Geschichte der Baukunst, 1950-2010, E.M.E Modulari Edili

Ja, wir durchwühlen hunderte Seiten stolzer Baugeschichte, gerne wird auch in Schriften der Comune Lignano davon erzählt. Einige der Villen, die wir später kennenlernen werden, waren in ihrer Zeit futuristisch. Es war der Luxus, der die Menschen aus den zerbombten und wiederaufgebauten Nachkriegsstädten anzog. Zwischen den Appartementsanlagen und Ferienwohnungen stehen von Architekten geschaffene Villen.

Die muschelartige Terrazza a Mare ist nur eines von vielen Bauwerken.

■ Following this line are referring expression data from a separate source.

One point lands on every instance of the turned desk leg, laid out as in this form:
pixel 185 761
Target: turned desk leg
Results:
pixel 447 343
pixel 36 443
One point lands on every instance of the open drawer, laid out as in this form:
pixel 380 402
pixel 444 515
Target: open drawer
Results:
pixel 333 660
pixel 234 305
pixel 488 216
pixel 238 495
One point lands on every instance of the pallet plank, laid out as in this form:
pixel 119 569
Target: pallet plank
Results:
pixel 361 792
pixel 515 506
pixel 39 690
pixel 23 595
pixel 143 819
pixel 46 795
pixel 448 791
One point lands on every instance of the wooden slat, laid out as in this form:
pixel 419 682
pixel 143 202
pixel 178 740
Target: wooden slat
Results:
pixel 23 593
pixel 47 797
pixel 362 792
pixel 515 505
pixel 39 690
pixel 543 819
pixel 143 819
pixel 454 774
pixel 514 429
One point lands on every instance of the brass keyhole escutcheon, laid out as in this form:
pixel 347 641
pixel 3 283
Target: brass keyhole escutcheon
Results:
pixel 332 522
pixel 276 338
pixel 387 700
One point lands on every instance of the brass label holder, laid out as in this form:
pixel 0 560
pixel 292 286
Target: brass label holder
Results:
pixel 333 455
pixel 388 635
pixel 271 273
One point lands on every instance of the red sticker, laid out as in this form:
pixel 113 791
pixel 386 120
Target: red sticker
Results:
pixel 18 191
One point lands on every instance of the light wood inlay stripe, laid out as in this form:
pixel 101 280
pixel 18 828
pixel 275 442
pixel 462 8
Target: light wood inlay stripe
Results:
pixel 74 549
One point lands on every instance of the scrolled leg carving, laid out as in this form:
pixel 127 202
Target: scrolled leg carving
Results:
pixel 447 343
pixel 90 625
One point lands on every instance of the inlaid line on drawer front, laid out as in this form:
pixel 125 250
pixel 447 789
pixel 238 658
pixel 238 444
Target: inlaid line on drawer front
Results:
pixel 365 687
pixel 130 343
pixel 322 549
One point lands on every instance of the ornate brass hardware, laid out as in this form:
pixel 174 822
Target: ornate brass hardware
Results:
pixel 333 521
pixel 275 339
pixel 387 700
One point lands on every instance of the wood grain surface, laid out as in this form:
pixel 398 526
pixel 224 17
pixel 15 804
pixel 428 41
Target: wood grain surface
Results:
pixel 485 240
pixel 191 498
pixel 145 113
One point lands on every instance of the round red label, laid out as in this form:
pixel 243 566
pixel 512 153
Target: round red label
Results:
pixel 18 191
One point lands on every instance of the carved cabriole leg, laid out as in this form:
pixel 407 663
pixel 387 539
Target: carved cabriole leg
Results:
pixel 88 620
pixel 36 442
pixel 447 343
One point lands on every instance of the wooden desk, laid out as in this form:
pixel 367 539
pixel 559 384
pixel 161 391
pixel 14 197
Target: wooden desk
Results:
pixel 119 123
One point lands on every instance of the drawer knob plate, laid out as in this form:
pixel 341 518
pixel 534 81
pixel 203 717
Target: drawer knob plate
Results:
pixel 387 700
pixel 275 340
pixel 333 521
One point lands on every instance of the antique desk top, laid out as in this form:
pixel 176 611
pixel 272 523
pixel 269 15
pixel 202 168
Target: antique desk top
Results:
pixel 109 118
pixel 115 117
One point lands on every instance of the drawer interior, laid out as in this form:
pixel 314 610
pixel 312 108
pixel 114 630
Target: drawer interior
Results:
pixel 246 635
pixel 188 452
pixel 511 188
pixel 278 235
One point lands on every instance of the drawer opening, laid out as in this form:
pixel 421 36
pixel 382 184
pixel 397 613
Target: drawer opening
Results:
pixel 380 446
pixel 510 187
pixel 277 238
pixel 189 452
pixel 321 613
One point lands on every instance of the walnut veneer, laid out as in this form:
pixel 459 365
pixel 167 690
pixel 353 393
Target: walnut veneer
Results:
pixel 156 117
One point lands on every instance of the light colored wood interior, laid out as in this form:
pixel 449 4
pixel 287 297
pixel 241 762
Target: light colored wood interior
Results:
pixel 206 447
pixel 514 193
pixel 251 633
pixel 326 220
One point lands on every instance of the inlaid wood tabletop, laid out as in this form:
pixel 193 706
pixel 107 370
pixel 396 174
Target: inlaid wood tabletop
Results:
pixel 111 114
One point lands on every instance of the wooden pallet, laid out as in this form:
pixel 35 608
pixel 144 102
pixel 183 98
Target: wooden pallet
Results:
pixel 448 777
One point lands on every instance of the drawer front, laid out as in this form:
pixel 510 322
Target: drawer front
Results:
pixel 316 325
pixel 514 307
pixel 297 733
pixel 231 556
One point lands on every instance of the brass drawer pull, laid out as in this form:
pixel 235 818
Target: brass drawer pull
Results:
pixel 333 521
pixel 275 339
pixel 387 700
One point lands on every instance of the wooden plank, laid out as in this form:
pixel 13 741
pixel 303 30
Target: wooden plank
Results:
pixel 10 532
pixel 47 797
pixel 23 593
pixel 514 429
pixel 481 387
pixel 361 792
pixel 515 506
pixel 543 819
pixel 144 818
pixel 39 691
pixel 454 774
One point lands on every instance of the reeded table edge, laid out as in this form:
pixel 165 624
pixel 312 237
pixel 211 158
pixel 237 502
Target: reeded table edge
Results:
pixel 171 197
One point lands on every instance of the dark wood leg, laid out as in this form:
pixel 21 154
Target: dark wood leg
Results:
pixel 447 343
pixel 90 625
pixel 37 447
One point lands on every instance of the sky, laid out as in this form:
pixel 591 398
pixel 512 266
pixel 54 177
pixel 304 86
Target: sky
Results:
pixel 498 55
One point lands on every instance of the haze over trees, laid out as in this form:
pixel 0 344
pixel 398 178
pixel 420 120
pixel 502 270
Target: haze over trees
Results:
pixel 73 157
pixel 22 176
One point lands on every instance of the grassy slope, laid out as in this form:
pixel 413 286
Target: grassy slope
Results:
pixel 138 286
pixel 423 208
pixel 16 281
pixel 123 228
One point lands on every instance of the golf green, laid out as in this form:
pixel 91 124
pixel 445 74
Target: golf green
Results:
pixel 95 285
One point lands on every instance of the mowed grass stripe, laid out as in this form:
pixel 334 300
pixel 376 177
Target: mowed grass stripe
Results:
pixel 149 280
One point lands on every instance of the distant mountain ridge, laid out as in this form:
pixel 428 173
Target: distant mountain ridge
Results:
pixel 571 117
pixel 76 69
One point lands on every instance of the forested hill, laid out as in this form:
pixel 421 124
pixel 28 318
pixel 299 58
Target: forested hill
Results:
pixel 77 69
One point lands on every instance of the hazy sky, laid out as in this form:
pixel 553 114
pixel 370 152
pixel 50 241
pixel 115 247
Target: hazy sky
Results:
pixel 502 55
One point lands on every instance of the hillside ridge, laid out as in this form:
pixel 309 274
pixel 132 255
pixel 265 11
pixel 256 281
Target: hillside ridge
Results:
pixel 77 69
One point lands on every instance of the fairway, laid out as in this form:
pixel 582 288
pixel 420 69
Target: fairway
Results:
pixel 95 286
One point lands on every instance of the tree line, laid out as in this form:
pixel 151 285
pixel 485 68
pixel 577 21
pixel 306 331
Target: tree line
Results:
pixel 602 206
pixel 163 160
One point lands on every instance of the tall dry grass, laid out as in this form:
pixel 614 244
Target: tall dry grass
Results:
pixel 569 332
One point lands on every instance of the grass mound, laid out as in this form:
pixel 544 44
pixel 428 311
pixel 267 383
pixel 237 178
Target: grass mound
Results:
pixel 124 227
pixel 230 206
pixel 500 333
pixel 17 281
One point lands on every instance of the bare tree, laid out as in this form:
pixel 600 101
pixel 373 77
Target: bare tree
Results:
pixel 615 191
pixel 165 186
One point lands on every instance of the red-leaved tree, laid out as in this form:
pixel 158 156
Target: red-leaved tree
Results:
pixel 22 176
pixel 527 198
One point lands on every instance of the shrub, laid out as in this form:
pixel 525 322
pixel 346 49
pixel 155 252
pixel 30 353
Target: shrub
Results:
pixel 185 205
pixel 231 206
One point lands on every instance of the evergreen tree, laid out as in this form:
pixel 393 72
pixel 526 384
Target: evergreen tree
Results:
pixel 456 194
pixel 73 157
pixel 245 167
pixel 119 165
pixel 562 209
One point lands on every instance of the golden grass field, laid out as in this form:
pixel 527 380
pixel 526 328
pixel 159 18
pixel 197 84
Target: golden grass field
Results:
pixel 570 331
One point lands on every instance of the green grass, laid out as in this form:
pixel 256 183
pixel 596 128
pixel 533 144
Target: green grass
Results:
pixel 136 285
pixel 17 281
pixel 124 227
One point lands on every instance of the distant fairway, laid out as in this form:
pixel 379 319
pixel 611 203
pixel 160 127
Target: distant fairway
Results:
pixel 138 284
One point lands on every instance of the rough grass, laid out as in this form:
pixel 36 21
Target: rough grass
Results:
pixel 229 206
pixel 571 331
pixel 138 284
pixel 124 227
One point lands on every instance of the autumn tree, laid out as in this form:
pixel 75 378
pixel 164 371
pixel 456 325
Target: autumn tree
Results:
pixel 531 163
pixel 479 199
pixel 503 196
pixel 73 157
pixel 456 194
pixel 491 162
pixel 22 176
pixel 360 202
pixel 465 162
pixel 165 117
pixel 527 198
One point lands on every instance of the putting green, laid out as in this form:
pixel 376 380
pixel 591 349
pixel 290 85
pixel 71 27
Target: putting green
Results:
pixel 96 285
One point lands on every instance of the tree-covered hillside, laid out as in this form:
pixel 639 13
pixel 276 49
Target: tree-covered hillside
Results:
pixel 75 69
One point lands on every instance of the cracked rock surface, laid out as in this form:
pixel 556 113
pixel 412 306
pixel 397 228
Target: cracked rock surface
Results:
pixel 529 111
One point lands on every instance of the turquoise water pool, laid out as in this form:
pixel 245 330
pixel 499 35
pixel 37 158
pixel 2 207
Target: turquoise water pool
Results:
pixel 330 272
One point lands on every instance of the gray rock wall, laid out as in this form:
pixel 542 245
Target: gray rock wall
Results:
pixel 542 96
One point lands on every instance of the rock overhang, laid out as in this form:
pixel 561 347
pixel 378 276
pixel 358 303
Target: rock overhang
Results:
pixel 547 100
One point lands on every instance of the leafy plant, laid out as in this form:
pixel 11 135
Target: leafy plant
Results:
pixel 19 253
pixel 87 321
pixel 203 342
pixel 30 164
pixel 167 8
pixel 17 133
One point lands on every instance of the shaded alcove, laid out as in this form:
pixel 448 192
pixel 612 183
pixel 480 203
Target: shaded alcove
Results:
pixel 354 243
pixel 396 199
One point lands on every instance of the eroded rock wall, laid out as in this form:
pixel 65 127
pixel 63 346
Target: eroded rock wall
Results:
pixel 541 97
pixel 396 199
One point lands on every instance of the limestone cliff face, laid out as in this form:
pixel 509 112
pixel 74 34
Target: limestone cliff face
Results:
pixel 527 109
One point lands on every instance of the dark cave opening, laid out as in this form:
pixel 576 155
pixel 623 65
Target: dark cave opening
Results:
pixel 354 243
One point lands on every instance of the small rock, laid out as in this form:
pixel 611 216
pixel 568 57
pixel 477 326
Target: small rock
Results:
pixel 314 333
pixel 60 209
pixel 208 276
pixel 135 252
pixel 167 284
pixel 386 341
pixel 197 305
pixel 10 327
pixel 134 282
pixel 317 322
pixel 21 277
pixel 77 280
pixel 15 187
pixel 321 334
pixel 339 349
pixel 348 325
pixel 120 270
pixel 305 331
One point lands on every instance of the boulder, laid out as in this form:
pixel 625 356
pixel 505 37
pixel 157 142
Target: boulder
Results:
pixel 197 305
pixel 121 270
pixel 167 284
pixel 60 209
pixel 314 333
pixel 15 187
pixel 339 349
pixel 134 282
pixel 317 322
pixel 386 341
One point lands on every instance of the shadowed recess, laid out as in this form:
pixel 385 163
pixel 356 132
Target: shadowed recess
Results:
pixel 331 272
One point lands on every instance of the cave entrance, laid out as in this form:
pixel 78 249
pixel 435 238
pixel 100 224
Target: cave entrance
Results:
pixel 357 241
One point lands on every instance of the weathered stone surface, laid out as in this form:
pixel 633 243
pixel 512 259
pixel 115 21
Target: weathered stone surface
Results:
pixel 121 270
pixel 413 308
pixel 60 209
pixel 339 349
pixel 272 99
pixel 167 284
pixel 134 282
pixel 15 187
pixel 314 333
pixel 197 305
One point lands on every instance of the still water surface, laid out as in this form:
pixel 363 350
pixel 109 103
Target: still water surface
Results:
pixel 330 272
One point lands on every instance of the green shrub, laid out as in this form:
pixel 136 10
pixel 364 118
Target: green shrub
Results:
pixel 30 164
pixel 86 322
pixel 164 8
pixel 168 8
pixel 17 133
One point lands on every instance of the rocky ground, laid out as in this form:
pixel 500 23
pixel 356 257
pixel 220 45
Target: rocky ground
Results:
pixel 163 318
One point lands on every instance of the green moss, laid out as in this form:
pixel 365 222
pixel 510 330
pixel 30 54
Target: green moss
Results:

Natürlich gibt es auch noch das andere Italien, welches einen Kampf gegen die Mafia führt. Der läuft nicht so wie in den Hollywoodverfilmungen mit Robert De Niro und Joe Pesci und wird von den Touristen auch ferngehalten. Präsent ist dieser Kampf ständig, nachzulesen in den regionalen Tages-Zeitungen wie Udine Today, Messaggero Veneto und anderen. Wir werden dem Problem begegnen, es ist aber nicht das Ziel unserer Reise. Korruption gibt es schließlich auch bei uns. Um richtig an dieser Stadt zu schnüffeln, muss man frühmorgens aus den Federn, wenn Lignano noch schläft. Einsam wird man dabei nicht, viele joggen am Strand, spazieren durch die Straßen. Bei dem kleinen roten Leuchtturm gibt es heute sogar klassische Konzerte in der Morgendämmerung. Es zeigt, dass die vielen negativen Berichte über die ›Hausmeisterstrände‹ Bashing sind, ein regelrechtes Negativ-Campaigning von deutschsprachigen Medien und Privatsendern, die Lignano seit Jahrzehnten als Zentrum für Komasäufer und sozial schwache Familien abstempeln. Die meisten Urlauber kommen immer wieder, weil sie genau das wollen, was sie immer gewohnt waren. Nostalgische Bindung an die Jugendzeiten ist bei mindestens 20 Prozent ein Mitgrund für ihre Urlaubsentscheidung. Es gibt auch Abtrünnige (so wie der Autor des Buches), die ein, zwei Jahrzehnte andere Länder bereisten und irgendwannzurück-kamen. Wer die Vergangenheit sucht, wird überrascht sein, wie wenig er sie findet. Heute ist vieles neu und angefangen von Hundestränden, Strandritten mit Pferden, Pop-Konzerten, Feuerwerken gibt es alles, was die Urlaubsregionen für Familien perfekt macht. Nirgendwo wurde soviel in den Ausbau der Radwege investiert, im Rathaus gibt es eine eigene Mitarbeiterin, die auf Hochzeitsanfragen spezialisiert ist. Ja, es gibt einen regelrechten Hochzeitstourismus, denn immer mehr wollen am goldgelben Strand ihren Ehepakt schließen, weil dies wahrscheinlich viel stilvoller ist als in Las Vegas in einer Kapelle von einem Elvis-Imitator getraut zu werden. Bevor wir weiterziehen, trinken wir noch einen Espresso in der Bar Italia in der Fußgängerzone. Beim neuen Hafen kaufen wir eine kristallblaue Wetterfigur wie in den 1980er-Jahren.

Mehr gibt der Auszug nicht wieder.